Conciliation is a voluntary proceeding, where the parties involved are free to agree and
attempt to resolve their dispute by conciliation. The process is flexible, allowing parties to
define the time, structure and content of the conciliation proceedings. These proceedings are
rarely public. They are interest-based, as the conciliator will when proposing a settlement, not
only take into account the parties' legal positions, but also their; commercial, financial and /
or personal interests.

Lok Adalat, as the name suggest means People’s Court. ‘Lok’ stands for People and the word
‘Adalat’ means Court. Lok Adalat is a special kind of people’s court in which disputes solved
by direct talks between the litigants. The members of legal profession, college students, social
organisations, charitable and philanthropic institutions and other similar organisations may be
P a g e | 51

associated with Lok Adalat. Lok Adalat is a boon to the litigant public, where they can get
their dispute settled faster and at free of cost. Experience has shown that it’s one of the
efficient and important ADR and most suited to the Indian environment, culture and social
interests. Objective of Lok Adalat is to settle the disputes which are pending before the
courts, by negotiations, conciliation and by adopting persuasive common sense and human
approach to the problems of the disputants. The large population of India and the illiterate
masses have found the regular dispensation of justice through regular courts very
cumbersome and ineffective. The special condition prevailing in the Indian society and due to
economic structure, highly sensitized legal service is required which is efficacious for the
poor and the ignorant masses. The Lok Adalat movement is no more an experiment in India
Lok Adalats play a very important role to advance and strengthen “equal access to justice”,
the heart of the Constitution of India, a reality.

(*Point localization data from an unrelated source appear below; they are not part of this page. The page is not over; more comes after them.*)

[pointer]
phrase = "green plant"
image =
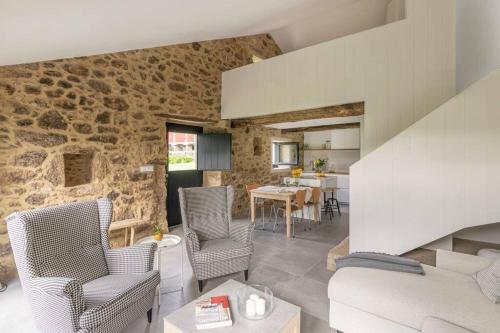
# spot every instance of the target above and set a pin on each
(319, 164)
(157, 229)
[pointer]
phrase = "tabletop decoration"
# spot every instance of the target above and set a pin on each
(157, 232)
(255, 302)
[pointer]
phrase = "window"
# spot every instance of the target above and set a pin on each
(285, 154)
(181, 151)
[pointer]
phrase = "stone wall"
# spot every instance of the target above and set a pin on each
(252, 160)
(112, 107)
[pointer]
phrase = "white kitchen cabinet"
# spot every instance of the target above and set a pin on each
(347, 138)
(315, 140)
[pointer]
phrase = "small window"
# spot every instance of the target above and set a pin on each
(77, 169)
(285, 154)
(182, 149)
(256, 59)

Legal aid is required in many forms and at various stages, for obtaining guidance, for
resolving disputes in Courts, tribunals or other authorities. It has manifold facets. The
explosion in population, the vast changes brought about by scientific, technological and other
developments, and the all round enlarged field of human activity reflected in modern society,
and the consequent increase in litigation in Courts and other forums demand that the service
of competent persons with expertise in law is required in many stages and at different forums
or levels and should be made available.